An amount of 50 mL of OTC solution (20 mg/L) was mixed with 10 mg of catalysts under continuous stirring and allowed to reach adsorption equilibrium at dark after 40 min. For OTC degradation under light irradiation, the light source was a 300 W Xe lamp equipped with a Cut 420 nm filter to provide visible light. When the adsorption equilibrium was completed, the light source was turned on for OTC photodegradation. An amount of 3 mL of the reaction mixture was taken at different regular intervals and filtered using a 0.22 μm syringe to obtain the supernatant for determining the residual antibiotics concentrations. The measurements were performed on a UV-2600 UV–visible spectrophotometer (Shimadzu, Kyoto, Japan), with a maximum absorption wavelength of 357 nm.

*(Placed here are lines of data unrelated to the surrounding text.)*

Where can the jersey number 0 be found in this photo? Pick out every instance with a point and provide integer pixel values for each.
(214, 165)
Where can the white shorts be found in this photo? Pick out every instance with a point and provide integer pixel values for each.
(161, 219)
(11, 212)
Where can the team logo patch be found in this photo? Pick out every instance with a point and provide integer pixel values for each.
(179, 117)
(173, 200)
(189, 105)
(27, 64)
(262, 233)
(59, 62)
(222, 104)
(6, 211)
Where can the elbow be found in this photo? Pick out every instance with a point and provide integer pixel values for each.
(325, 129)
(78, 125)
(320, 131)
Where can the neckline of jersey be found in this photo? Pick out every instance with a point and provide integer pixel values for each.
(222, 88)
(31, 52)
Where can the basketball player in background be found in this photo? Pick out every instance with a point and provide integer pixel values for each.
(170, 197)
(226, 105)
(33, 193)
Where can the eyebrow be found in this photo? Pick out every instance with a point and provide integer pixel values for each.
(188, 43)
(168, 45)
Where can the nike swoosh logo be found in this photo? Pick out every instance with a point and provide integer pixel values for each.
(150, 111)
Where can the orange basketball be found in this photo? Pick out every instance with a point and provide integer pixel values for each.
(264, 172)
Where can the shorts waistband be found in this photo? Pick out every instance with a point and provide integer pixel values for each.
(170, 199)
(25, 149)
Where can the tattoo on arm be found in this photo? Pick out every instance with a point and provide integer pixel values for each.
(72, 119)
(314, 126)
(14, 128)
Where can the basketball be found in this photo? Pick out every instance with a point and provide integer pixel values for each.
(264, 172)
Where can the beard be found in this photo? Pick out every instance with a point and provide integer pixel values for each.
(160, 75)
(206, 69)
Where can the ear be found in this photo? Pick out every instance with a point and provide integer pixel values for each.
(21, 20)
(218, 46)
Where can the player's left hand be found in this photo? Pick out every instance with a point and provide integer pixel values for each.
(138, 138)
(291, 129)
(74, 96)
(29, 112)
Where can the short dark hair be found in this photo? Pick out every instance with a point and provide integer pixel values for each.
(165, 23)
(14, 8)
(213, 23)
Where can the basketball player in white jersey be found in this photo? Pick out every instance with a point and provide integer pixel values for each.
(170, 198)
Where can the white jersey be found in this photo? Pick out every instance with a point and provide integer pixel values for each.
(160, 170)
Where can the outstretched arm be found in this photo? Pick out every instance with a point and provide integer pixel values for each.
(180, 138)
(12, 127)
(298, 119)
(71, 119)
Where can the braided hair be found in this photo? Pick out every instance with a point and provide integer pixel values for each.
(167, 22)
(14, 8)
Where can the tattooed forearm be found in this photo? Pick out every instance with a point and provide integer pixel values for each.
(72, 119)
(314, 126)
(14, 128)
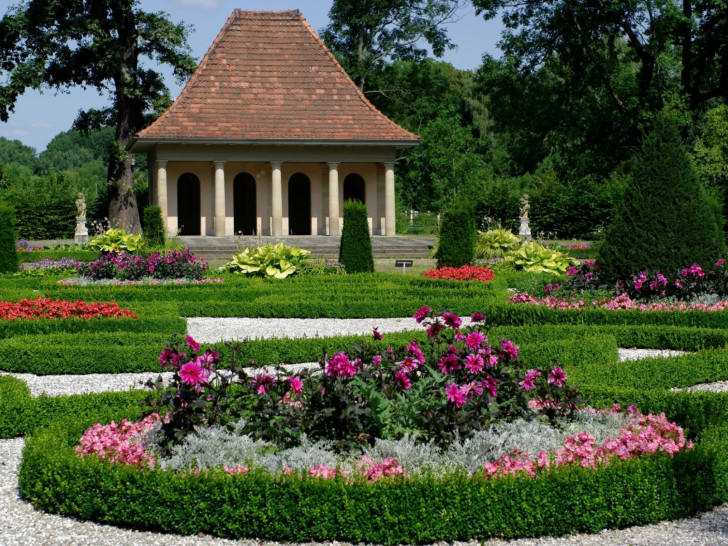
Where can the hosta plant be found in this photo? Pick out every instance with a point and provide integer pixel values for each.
(271, 261)
(495, 243)
(116, 240)
(536, 258)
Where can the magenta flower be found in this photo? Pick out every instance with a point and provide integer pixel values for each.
(192, 343)
(194, 374)
(474, 340)
(451, 320)
(263, 383)
(422, 313)
(400, 377)
(509, 349)
(339, 365)
(557, 377)
(296, 384)
(474, 363)
(528, 382)
(456, 395)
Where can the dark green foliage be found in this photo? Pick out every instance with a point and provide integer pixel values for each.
(664, 222)
(8, 253)
(154, 226)
(355, 251)
(456, 246)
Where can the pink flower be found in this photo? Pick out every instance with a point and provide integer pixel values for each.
(474, 363)
(422, 313)
(509, 349)
(400, 377)
(192, 343)
(558, 377)
(451, 320)
(194, 374)
(474, 340)
(456, 395)
(296, 384)
(339, 365)
(263, 382)
(527, 384)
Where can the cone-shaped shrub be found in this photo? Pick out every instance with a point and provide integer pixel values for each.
(154, 226)
(355, 251)
(664, 222)
(8, 254)
(457, 236)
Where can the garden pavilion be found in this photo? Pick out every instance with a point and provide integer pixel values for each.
(269, 137)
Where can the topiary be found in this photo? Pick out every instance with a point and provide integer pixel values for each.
(8, 253)
(154, 226)
(664, 221)
(456, 246)
(355, 250)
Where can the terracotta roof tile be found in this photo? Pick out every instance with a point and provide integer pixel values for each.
(268, 75)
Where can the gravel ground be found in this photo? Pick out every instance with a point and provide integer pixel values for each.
(21, 524)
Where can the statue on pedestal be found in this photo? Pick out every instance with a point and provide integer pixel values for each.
(81, 236)
(524, 232)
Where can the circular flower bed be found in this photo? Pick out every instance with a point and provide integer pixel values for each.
(462, 273)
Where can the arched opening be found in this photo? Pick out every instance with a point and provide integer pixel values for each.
(188, 204)
(244, 204)
(354, 188)
(299, 205)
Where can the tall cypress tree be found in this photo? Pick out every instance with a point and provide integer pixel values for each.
(664, 222)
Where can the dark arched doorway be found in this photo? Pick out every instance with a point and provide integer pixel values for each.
(354, 188)
(299, 205)
(188, 204)
(244, 204)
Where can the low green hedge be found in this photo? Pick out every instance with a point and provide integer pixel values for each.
(418, 510)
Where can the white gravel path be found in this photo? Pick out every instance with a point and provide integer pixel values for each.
(21, 524)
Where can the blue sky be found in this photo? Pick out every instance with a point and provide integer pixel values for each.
(39, 117)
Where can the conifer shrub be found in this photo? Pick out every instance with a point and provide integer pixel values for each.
(8, 254)
(154, 226)
(664, 219)
(457, 236)
(355, 250)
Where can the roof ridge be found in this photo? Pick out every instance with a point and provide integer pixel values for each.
(359, 92)
(196, 74)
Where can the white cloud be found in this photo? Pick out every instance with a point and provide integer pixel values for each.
(198, 4)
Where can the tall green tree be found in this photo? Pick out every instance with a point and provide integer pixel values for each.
(364, 34)
(104, 44)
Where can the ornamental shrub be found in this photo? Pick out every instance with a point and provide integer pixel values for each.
(457, 236)
(664, 220)
(8, 254)
(355, 251)
(154, 226)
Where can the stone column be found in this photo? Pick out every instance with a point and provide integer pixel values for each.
(334, 199)
(162, 191)
(276, 198)
(219, 198)
(389, 213)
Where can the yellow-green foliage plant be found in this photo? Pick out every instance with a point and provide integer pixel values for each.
(535, 258)
(271, 261)
(495, 243)
(117, 240)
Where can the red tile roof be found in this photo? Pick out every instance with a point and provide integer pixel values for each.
(267, 76)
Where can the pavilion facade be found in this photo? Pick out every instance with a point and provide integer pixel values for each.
(269, 137)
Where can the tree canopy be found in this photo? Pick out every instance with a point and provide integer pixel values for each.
(102, 44)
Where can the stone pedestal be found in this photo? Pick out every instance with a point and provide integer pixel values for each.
(81, 236)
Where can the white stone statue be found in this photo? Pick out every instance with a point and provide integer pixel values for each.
(81, 235)
(524, 231)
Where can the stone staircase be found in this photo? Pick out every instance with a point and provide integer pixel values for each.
(214, 248)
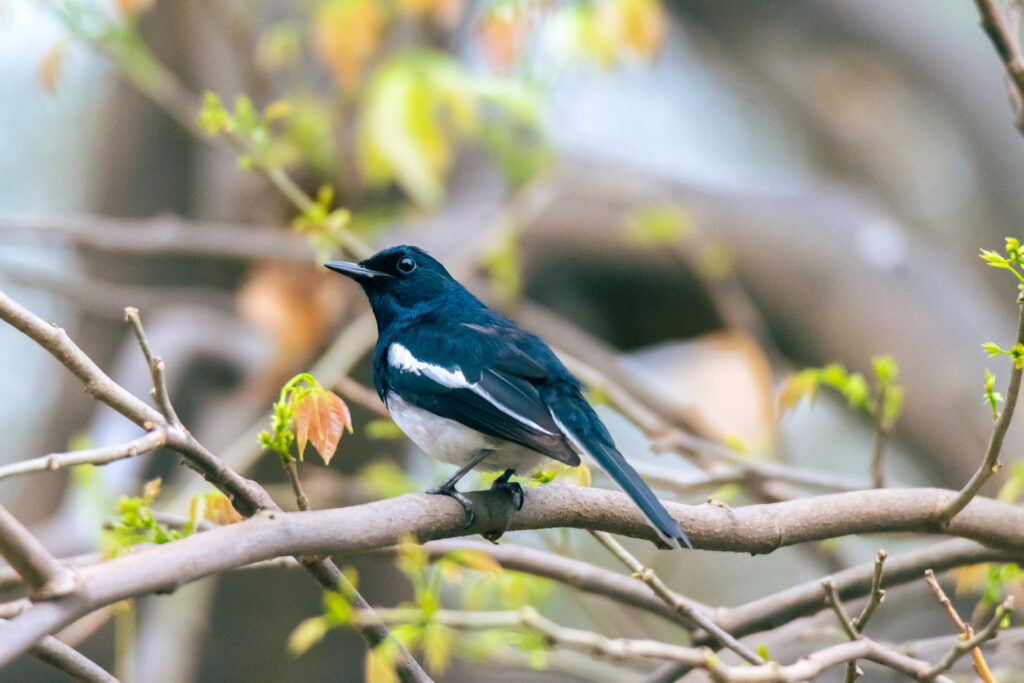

The concentration of OTC was determined using the following formula:

$$\mathsf{\eta }(\%)=(1 \text{-}{\displaystyle \frac{C}{C_0}}) \times 100\%=(1 \text{-}{\displaystyle \frac{A}{A_0}}) \times 100\%$$

where C₀ represents the initial concentration, and C denotes the concentration at any time (t); A₀ and A refer to the initial absorbance and absorbance at any time (t), respectively.

4. Conclusions

In summary, a novel N-CQDs/UBWO photocatalytic composite was constructed by the in situ combination of N-CQDs, derived from discarded corn stover, and UBWO via hydrothermal method. The optimized 3wt%N-CQDs/UBWO structure degraded 85% of OTC within 40 min under visible light, with a degradation rate four times that of pure Bi₂WO₆. Mechanism analysis and characterization showed that N-CQDs, as electron acceptors, promoted the effective separation of photoproduced charges in UBWO, thereby boosting the degradation efficiency of OTC by UBWO. In addition, the favorable dispersibility of N-CQDs hinders the aggregation of UBWO nanosheets, increases the specific surface area, and promotes the adsorption and degradation of OTC. The ultrathin structure of Bi₂WO₆ shortens the charge transfer distance and reduces the recombination probability of photoproduced carriers. Therefore, the synergistic effect of ultrathin structure and N-CQDs ameliorates the degradation performance of Bi₂WO₆ towards the OTC pollutant under visible light. This work provides a valuable reference for the rational design of green and low-cost photocatalysts alongside their excellent degradation capability of emerging pollutants such as antibiotics.

Author Contributions

Conceptualization, H.R.; methodology, F.Q.; software, F.Q.; validation, K.Z.; formal analysis, D.L.; investigation, H.M.; resources, C.M.; data curation, H.R.; writing—original draft preparation, H.R.; writing—review and editing, M.P.; supervision, M.P.; project administration, H.R.; funding acquisition, H.R. All authors have read and agreed to the published version of the manuscript.

Institutional Review Board Statement

Not applicable.

Informed Consent Statement

Not applicable.

Data Availability Statement

Data are contained within the article.

Conflicts of Interest

The authors declare no conflicts of interest.

Funding Statement

This research was supported by the Xijing University Special Fund for High-Level Talents (No. XJ24B20).